No drugs, no condoms

"Kennedy, what's eight plus seven?" My daughter was nearing the end of second grade when I asked that question. It took her about four seconds to answer – four seconds too long, four seconds during which I gave up on modern schools.

We had tried public school. But when one of my daughter's fellow kindergartners cussed out the teacher in words that no five-year-old should have to hear, we decided to try a Christian school the next year.

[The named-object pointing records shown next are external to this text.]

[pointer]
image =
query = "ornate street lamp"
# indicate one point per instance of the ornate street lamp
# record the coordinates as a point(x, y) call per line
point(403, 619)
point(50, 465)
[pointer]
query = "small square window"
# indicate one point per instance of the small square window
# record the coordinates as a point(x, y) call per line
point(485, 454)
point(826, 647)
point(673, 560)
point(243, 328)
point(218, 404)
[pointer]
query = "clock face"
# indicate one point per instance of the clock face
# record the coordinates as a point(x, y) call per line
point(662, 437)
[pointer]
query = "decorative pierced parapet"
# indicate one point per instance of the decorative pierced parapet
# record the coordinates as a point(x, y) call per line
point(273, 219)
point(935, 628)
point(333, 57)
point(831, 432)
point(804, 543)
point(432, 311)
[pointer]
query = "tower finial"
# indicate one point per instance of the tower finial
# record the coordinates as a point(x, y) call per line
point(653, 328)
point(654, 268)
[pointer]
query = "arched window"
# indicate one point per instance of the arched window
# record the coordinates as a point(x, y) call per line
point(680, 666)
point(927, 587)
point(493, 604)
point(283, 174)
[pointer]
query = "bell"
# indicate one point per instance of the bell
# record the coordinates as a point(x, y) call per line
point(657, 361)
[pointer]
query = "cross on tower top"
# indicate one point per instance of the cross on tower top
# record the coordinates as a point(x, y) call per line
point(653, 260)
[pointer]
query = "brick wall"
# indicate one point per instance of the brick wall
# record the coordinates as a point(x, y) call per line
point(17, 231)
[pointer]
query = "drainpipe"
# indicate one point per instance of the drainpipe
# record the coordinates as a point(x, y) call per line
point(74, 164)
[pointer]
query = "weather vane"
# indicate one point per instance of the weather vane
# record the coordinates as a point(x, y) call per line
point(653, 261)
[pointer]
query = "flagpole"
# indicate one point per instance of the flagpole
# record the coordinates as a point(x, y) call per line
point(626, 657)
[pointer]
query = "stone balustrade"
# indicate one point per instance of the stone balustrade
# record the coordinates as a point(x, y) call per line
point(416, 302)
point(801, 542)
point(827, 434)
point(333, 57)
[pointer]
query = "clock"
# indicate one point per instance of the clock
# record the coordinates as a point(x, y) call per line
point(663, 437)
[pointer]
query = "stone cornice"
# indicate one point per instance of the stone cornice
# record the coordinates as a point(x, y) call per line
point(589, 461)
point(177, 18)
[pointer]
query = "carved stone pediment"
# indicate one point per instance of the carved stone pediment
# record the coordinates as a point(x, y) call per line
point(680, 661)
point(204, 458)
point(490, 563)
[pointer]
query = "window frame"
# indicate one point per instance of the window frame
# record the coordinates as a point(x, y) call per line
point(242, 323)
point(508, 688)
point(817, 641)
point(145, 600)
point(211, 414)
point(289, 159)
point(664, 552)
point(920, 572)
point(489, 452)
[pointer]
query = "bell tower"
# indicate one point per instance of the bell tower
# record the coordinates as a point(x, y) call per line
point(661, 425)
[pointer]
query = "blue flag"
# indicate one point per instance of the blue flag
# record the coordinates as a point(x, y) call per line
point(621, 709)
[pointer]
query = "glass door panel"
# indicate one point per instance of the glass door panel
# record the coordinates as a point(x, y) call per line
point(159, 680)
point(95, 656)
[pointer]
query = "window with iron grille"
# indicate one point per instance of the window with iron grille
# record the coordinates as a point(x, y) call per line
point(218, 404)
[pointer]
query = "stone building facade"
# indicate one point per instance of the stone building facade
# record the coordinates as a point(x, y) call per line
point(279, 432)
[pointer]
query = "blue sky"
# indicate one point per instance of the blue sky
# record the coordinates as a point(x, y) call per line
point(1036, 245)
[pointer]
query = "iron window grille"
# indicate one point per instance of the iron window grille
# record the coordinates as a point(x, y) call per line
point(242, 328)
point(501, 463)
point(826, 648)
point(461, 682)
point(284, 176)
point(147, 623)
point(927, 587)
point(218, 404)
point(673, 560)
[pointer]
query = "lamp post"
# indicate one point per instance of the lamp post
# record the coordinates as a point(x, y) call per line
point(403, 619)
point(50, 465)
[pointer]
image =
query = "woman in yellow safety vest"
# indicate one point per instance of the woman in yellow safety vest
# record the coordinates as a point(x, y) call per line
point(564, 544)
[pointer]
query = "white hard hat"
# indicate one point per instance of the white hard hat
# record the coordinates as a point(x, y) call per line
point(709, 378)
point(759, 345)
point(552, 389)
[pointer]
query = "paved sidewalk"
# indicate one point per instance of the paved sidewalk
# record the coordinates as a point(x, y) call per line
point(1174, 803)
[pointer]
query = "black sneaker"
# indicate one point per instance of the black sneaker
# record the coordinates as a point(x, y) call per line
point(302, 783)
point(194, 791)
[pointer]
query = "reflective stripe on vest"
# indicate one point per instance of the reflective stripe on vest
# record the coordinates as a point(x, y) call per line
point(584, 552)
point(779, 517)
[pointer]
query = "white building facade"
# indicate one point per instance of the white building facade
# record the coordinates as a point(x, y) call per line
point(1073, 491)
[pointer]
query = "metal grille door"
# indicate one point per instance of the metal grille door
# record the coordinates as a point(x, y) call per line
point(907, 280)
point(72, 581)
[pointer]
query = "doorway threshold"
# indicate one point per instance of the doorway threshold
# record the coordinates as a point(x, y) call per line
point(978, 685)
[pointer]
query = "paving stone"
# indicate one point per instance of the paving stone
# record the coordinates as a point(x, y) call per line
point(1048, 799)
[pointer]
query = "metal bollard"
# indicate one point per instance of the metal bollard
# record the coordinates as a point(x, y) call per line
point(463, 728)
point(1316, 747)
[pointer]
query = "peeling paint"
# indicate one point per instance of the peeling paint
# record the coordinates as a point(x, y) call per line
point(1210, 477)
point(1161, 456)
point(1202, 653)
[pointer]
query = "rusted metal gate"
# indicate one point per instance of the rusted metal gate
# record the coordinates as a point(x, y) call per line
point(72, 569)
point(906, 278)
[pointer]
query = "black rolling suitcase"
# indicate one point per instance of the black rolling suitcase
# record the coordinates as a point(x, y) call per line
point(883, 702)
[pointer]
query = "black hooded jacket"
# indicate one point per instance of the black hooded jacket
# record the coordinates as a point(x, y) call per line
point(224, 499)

Alas, modern education theory has not limited its influence to public schools. "Creative spelling" was tolerated in the church school our daughter attended for two years, and mathematics instruction apparently did not include the memorization of basic algorithms.

It boggled my mind to discover that my exceptionally bright daughter had almost completed second grade and had not been drilled sufficiently to answer a single-digit addition problem without hestitation.

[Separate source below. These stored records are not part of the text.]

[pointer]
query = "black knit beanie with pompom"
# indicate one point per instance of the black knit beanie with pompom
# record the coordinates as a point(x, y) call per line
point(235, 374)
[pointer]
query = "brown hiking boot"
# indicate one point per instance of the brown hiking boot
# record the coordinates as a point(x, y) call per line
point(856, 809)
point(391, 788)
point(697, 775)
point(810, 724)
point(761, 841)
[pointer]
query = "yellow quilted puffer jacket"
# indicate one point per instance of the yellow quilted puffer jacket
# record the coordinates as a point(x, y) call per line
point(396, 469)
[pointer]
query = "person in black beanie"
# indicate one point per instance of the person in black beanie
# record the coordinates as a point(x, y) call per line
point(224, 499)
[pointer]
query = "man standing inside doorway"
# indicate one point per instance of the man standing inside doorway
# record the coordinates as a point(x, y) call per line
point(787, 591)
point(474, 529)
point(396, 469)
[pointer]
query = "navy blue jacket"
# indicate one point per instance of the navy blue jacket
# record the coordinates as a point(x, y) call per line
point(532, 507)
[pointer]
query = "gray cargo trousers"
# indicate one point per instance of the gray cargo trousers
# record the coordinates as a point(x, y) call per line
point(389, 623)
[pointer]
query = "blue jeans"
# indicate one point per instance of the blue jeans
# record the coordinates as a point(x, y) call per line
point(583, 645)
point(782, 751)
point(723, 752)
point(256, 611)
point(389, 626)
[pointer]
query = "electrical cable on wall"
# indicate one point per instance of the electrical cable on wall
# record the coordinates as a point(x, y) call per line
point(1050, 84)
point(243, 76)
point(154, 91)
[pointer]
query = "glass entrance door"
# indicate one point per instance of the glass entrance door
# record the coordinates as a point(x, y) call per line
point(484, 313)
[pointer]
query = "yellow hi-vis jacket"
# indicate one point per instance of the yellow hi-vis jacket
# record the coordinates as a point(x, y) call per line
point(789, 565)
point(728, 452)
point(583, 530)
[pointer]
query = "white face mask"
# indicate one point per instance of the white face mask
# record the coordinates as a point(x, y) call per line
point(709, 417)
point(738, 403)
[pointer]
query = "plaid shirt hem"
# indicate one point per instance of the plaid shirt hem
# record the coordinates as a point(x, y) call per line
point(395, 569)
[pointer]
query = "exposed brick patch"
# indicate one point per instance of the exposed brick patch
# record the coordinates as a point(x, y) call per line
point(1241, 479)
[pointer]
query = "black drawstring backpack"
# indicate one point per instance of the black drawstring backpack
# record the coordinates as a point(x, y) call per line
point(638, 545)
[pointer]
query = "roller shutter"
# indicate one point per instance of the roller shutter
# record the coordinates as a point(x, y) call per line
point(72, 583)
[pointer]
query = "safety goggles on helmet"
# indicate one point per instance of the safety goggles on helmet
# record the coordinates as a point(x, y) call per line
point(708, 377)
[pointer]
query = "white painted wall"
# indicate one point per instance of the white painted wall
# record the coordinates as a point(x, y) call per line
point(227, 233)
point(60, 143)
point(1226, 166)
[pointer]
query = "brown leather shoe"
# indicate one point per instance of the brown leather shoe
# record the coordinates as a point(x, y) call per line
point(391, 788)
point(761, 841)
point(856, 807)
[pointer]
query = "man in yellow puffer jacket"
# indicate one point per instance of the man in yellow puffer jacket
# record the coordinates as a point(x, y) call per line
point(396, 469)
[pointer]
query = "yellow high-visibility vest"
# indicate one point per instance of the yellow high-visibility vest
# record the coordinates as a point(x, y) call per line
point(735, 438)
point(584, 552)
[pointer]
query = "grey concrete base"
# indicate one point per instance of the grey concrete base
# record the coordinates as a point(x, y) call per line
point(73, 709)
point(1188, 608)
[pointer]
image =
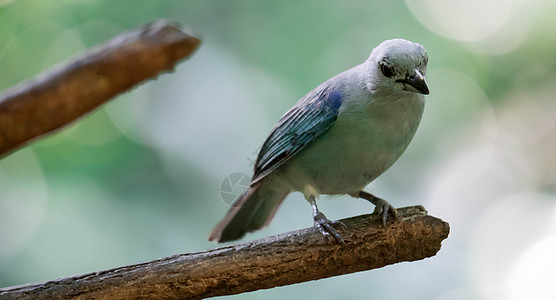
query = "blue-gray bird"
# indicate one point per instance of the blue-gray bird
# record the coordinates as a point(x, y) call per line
point(336, 140)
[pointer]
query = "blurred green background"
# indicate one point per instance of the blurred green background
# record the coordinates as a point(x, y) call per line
point(141, 178)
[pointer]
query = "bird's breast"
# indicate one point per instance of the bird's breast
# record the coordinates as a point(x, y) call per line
point(359, 147)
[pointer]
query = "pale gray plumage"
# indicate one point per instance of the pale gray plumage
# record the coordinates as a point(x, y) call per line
point(337, 139)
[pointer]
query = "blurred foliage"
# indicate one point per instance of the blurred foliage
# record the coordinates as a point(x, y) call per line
point(139, 178)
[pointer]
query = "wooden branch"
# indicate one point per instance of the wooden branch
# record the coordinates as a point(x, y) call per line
point(284, 259)
point(59, 96)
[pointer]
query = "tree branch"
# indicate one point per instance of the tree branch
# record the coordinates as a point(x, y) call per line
point(279, 260)
point(59, 96)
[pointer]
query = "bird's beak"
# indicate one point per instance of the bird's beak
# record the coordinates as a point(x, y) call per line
point(416, 82)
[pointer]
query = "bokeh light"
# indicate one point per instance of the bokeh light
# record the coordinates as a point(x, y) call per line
point(140, 177)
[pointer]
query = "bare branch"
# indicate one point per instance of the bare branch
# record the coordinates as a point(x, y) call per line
point(59, 96)
point(284, 259)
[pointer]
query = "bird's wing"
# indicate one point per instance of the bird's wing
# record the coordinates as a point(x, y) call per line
point(308, 119)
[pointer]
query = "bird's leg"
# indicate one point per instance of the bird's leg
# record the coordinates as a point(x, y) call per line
point(382, 207)
point(323, 224)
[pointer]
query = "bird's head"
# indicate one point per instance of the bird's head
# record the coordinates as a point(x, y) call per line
point(398, 66)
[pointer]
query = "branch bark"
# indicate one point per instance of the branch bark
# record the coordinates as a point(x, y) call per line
point(59, 96)
point(279, 260)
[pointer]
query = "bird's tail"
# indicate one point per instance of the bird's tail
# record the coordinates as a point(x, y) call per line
point(253, 210)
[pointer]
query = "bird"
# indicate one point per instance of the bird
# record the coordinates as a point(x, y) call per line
point(336, 140)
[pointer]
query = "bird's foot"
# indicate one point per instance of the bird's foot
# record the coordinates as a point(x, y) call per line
point(382, 208)
point(326, 228)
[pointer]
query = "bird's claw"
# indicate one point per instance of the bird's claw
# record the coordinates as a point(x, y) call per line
point(326, 228)
point(382, 209)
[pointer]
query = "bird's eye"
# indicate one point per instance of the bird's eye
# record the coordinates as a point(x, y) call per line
point(386, 70)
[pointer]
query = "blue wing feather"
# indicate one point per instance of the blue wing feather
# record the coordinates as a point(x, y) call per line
point(307, 120)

Advocates of modern theories like "connected mathematics" claim that "problem-solving strategies" are more important than mere "math facts." But I cannot imagine how "strategies" will help a third-grader who doesn't know that eight plus seven equals 15. Some things one simply must know.

Having tried both public and private schools and found them wanting, my wife and I decided to homeschool our kids.

Four years later, I am pleased to report, our 12-year-old daughter is doing math at an eighth-grade level and has the reading vocabulary of a college freshman. (We're still working to eliminate the "creativity" in her spelling.) Our 8-year-old twin sons, homeschooled since age 4, are doing fifth-grade math.

Time magazine is worried about our kids. Our children's success – and the success of thousands of other homeschooled kids – is dangerous, Time suggests in a cover story titled "Is Home Schooling Good for America?"

The Time article is anti-homeschooling propaganda thinly disguised as news. "Home schooling may turn out better students," Time admits, "but does it create better citizens?" The bulk of the article is mainly devoted to the threadbare "socialization" issue.

For years, home-schooling parents have been answering the question, "What about socialization? Isn't it important for kids to learn to get along with other kids?"

Short answer: Yes. And our kids – polite, friendly and outgoing – get along just fine with other kids. They have friends just like any other kid has friends, including some friends who beg their parents to be home-schooled like our kids.

What the folks who ask about "socialization" really mean, however, is this: Doesn't healthy development require that every child be immersed seven hours a day, 180 days a year, for 13 years, among dozens of children whose only commonality is living within the boundaries of a certain school district? To this we answer, absolutely not.

The notion that the one-size-fits-all school fulfills a necessary social function is an absurdity, reflecting a profound ignorance of human history. Kids were successfully "socialized" for millennia before anyone concocted anything remotely like the modern school, administered by certified government bureaucrats, where 500 to 3,000 kids are taught a politically approved curriculum.

The "socialization" question takes various forms: "What about school dances? What about football games?" What about, as Newt Gingrich used to say, "subsidized dating?" The widespread belief that school is, or should be, primarily about "socialization," is the biggest clue to what's gone wrong with American education.

So it is that the people at Time magazine – who would have you believe they care more about my kids than I do – worry that home-schooled kids may "have missed out on whole swaths of childhood." Mandatory condom instructions, middle-school drug dealers, pipe bombs in the cafeteria – too bad my kids "missed out" on all that.

The folks at Time profess to be worried that home-schooling is bad for "democracy." But Ben Franklin and George Washington, among other of the Founding Fathers, got most of their education at home, and none of the Founders ever set foot in anything like today's public schools. If the Founders of our republic didn't need public schools, why do our kids?

In the end, Time's greatest concern is that home-schooling limits the public school system's access to taxpayers' pockets. Public school funding is determined according to enrollment. For each kid enrolled, the school gets a certain appropriation – thousands of dollars per child.

By draining kids out of the public education system, says Time, "home schooling has become a threat to the very notion of public education." Let me be the first to say, I hope so. I certainly hope so.

Robert Stacy McCain is an assistant national editor for The Washington Times.